В этот поздний вечерний час казалась, что по поверхности Тюремного канала разлито расплавленное серебро; солнце уже село, но слабые световые отблески еще украшали западный край неба. Вершины деревьев стали черными, а темный силуэт экрана смотрелся, как тень, отбрасываемая чем-то невидимым и громадным. Селеста сидела в машине на Шаумутском бульваре и смотрела отсюда на канал, на парк, на расположенный за ними Ист-Бакингем, который, если смотреть отсюда, походил на мусорную свалку. Парк почти закрывал собой «Квартиры»; кое-где торчали колокольни да верхушки крыш высоких зданий. Дома в Округе, стоявшие на холмах, возвышающихся над «Квартирами», смотрели вниз, стоя вдоль мощеных извивающихся по спирали улиц.

Селеста не могла припомнить, бывала ли она здесь когда-нибудь раньше. Она передала платье одному из сыновей Брюса Рида, юноше в траурно-черном костюме, настолько чисто выбритому и с такими по-юношески ясными глазами, что казалось, будто он собрался на студенческий бал или на первое свидание. Едва отъехав от похоронного бюро, она сразу же поняла, что дорога, на которой она находится, пролегает вдоль тесно стоящих корпусов завода металлоконструкций, мимо пустых помещений, похожих на ангары. Когда она доехала до тупика, где надо было повернуть, бампер машины задел гнилую сваю, но и это не отвлекло ее взгляда от еле заметного волнения на поверхности канала, текущего к шлюзам, через которые открывался путь в гавань.
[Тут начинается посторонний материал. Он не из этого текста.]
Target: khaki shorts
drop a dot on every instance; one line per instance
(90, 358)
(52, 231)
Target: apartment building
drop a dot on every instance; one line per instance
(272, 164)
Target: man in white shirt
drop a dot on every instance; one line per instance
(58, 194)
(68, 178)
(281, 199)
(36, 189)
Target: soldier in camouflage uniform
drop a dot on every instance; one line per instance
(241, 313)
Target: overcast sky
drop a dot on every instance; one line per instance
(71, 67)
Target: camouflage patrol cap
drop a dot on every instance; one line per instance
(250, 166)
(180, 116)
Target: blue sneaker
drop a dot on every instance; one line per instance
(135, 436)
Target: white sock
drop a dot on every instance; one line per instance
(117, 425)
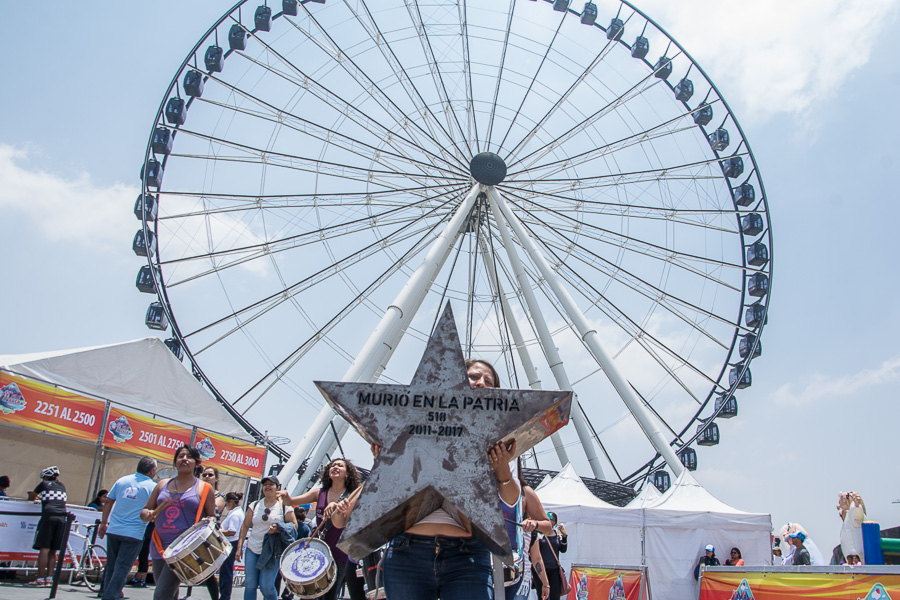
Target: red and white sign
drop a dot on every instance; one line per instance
(39, 406)
(142, 435)
(230, 455)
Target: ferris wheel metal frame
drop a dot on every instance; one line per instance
(507, 209)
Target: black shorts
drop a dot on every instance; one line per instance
(50, 532)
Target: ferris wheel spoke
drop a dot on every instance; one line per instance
(453, 125)
(292, 161)
(246, 315)
(667, 301)
(622, 208)
(644, 85)
(248, 254)
(636, 332)
(401, 145)
(703, 217)
(330, 137)
(291, 359)
(429, 119)
(621, 275)
(329, 148)
(668, 257)
(642, 137)
(509, 19)
(525, 95)
(561, 100)
(253, 202)
(340, 172)
(347, 108)
(349, 65)
(271, 247)
(643, 247)
(656, 174)
(471, 122)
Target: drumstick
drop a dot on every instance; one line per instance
(155, 512)
(315, 532)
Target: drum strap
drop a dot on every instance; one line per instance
(205, 488)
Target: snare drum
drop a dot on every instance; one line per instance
(197, 553)
(308, 568)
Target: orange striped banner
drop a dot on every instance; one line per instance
(143, 435)
(230, 455)
(40, 406)
(789, 586)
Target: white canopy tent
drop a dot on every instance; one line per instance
(141, 374)
(648, 495)
(667, 534)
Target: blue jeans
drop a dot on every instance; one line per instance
(121, 552)
(425, 568)
(226, 574)
(255, 578)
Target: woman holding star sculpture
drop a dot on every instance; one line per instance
(438, 557)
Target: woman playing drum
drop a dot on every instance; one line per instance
(438, 557)
(175, 505)
(231, 524)
(339, 479)
(261, 519)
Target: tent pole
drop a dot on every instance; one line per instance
(590, 338)
(382, 342)
(92, 494)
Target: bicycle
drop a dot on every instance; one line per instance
(88, 564)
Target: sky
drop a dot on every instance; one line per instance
(814, 85)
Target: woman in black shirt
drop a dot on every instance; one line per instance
(551, 546)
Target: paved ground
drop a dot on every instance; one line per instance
(20, 591)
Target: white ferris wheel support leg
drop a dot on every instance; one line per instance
(376, 353)
(550, 351)
(589, 336)
(524, 356)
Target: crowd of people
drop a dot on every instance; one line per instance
(436, 557)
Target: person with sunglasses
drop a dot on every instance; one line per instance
(736, 560)
(339, 479)
(175, 505)
(263, 518)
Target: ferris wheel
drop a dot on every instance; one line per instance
(322, 178)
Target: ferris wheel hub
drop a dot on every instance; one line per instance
(487, 168)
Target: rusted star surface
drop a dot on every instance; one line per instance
(434, 435)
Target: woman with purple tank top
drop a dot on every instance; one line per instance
(184, 500)
(339, 479)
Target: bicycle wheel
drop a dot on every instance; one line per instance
(91, 567)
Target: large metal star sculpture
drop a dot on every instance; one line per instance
(434, 436)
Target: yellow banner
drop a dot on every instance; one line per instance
(599, 582)
(27, 403)
(230, 455)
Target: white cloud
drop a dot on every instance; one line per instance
(771, 56)
(822, 387)
(65, 209)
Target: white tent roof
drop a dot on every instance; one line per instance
(568, 489)
(649, 494)
(688, 496)
(142, 374)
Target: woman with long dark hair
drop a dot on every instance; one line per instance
(231, 525)
(339, 479)
(186, 500)
(265, 517)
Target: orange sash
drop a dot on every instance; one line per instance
(203, 494)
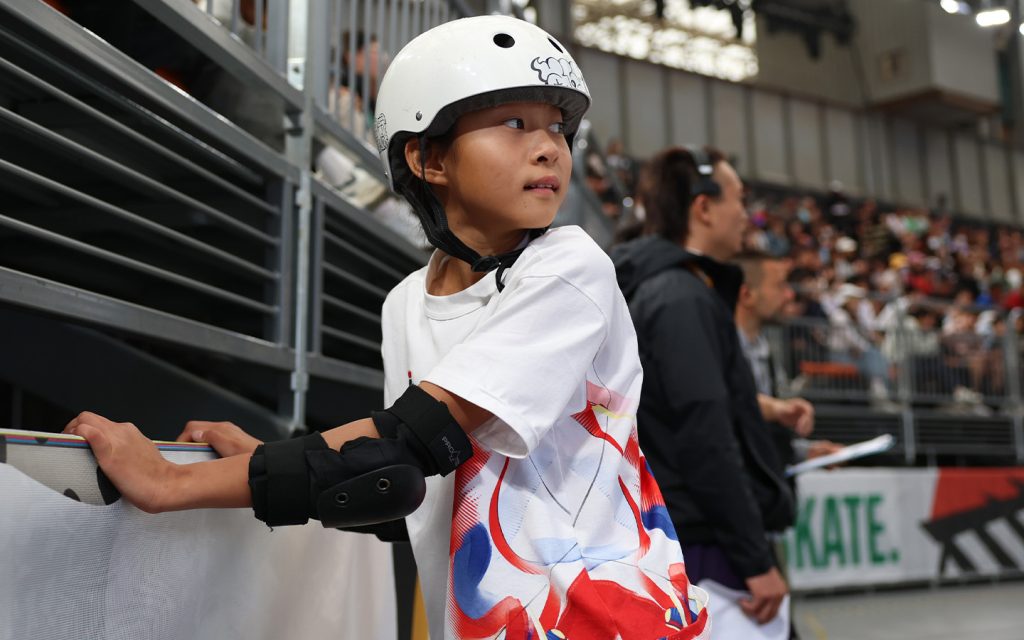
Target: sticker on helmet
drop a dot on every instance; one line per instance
(381, 132)
(560, 72)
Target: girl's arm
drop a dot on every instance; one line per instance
(155, 484)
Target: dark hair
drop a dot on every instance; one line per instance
(667, 183)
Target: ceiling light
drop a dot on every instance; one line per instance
(992, 17)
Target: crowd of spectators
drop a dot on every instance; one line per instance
(900, 287)
(880, 287)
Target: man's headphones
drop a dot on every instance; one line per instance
(705, 185)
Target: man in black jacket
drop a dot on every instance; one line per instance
(698, 420)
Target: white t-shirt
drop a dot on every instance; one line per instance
(555, 524)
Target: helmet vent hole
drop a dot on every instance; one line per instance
(505, 41)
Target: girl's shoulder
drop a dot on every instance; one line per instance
(569, 253)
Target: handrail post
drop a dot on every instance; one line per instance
(1011, 350)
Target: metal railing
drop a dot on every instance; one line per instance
(206, 177)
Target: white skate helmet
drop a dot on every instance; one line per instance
(465, 66)
(461, 67)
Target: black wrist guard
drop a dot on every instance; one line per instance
(426, 427)
(279, 479)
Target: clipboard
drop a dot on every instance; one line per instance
(860, 450)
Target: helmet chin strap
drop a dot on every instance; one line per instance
(439, 235)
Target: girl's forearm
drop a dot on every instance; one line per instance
(213, 483)
(224, 482)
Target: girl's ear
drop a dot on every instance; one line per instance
(433, 156)
(698, 209)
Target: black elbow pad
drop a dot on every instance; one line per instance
(370, 480)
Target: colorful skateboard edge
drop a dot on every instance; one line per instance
(46, 438)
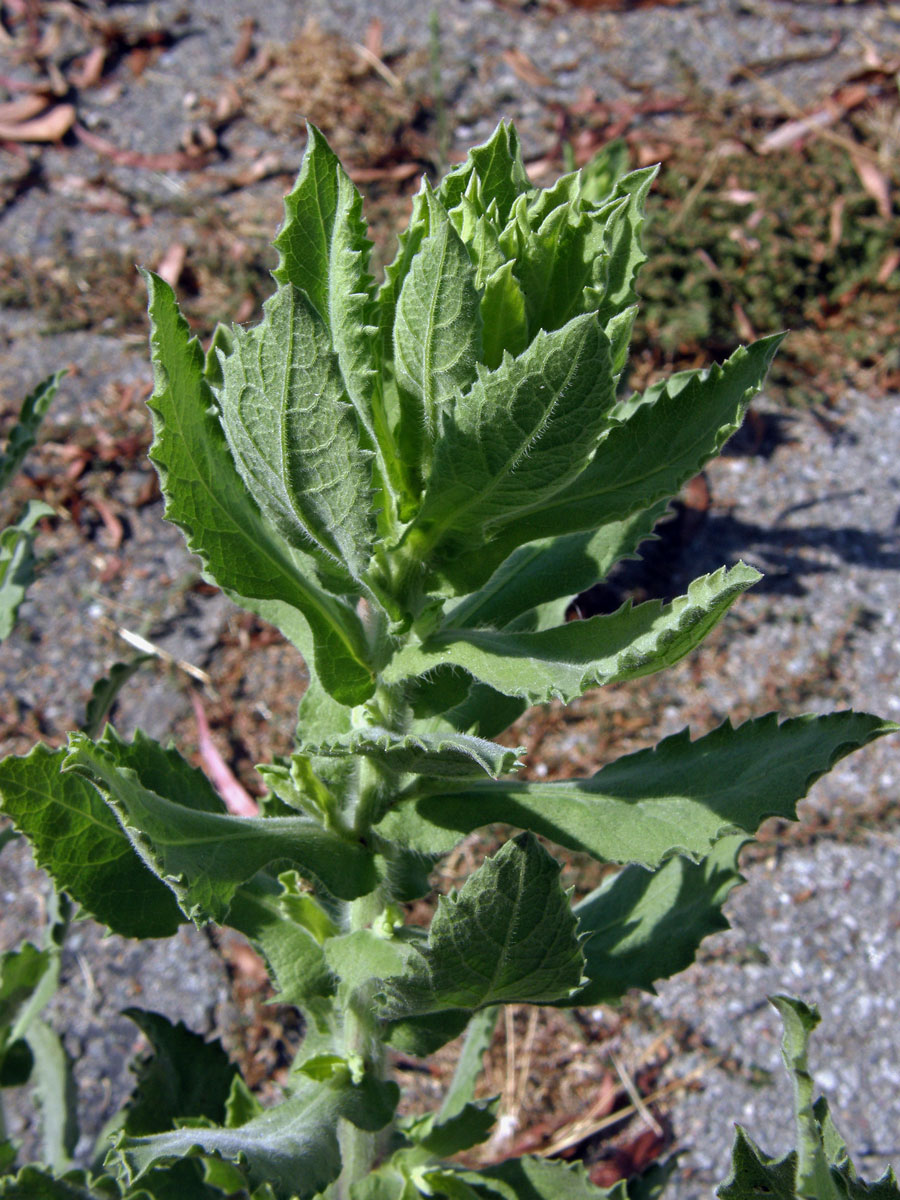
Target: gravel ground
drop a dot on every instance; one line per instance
(819, 514)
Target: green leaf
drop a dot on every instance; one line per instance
(538, 1179)
(641, 927)
(520, 433)
(679, 797)
(181, 1181)
(445, 1137)
(204, 856)
(36, 1183)
(814, 1179)
(17, 563)
(437, 331)
(16, 1063)
(546, 575)
(184, 1077)
(485, 712)
(293, 1147)
(23, 435)
(324, 252)
(499, 171)
(447, 755)
(471, 1062)
(558, 258)
(503, 315)
(81, 844)
(55, 1093)
(754, 1174)
(603, 172)
(361, 955)
(569, 659)
(387, 1182)
(507, 937)
(294, 436)
(657, 448)
(22, 976)
(207, 497)
(106, 690)
(262, 911)
(423, 1036)
(623, 245)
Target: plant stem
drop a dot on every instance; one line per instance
(360, 1150)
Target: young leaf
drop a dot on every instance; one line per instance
(184, 1077)
(471, 1063)
(679, 797)
(521, 432)
(814, 1177)
(508, 937)
(204, 856)
(37, 1183)
(23, 435)
(294, 955)
(443, 755)
(79, 843)
(546, 575)
(643, 460)
(503, 312)
(569, 659)
(623, 251)
(641, 927)
(209, 501)
(293, 1147)
(294, 436)
(22, 976)
(437, 331)
(498, 167)
(820, 1169)
(447, 1135)
(539, 1179)
(17, 563)
(55, 1091)
(323, 251)
(557, 259)
(361, 955)
(106, 690)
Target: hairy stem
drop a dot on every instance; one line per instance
(360, 1151)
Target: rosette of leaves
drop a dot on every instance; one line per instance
(412, 480)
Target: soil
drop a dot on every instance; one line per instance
(187, 132)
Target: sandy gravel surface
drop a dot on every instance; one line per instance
(819, 514)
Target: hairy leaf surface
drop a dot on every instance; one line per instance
(546, 575)
(204, 856)
(324, 252)
(79, 843)
(521, 432)
(640, 927)
(293, 433)
(568, 660)
(679, 797)
(23, 435)
(293, 1147)
(444, 755)
(642, 461)
(508, 937)
(17, 562)
(437, 331)
(207, 497)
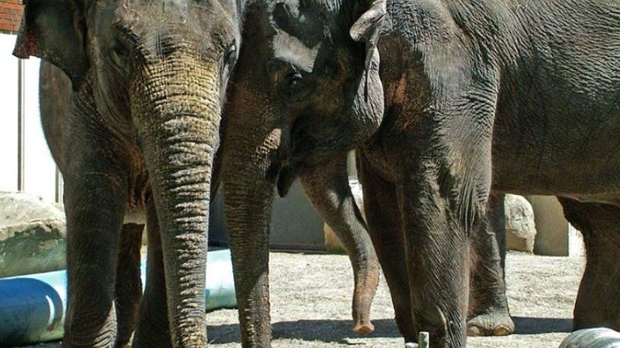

Едва услышав разговор двух полисменов о машине Дэйва — их машине, машине, в которой она сейчас сидела, — она почувствовала себя так, как будто была пьяна. Но пьяна не по-хорошему, когда после щадящей дозы все кажется простым и легким. Нет, сейчас она чувствовала себя так, словно всю ночь напролет пила какую-то дешевую дрянь, потом пришла домой и провалилась в небытие, затем проснулась все еще с затуманенным сознанием, одеревеневшим языком, ядовитой горечью во рту, тупой, вялой, неспособной ни на чем сосредоточиться.

— Вы чего-то боитесь, — сказал ей коп, буквально подрезав ее под корень, а поэтому, возможно, и ответ ее был ясный и агрессивно отрицательный. «Нет, не боюсь». Как в детстве: Нет, не я. Нет, ты. Нет, не я. Нет, ты. Я знаю, это ты боишься, а не я. Тра-та-та-та-та-та.

Она боялась. Ее охватил ужас. Страх буквально превратил ее тело в студень.

Она поговорит с ним, убеждала она себя. Он ведь все-таки Дэйв. Хороший отец. Мужчина, который никогда не поднял на нее руку и не проявил никаких склонностей к супружескому насилию за все те годы, что она его знала. Даже выйдя из себя, он мог лишь хлопнуть дверью или ударить кулаком по стене. Она была в полной уверенности, что она сможет поговорить с ним.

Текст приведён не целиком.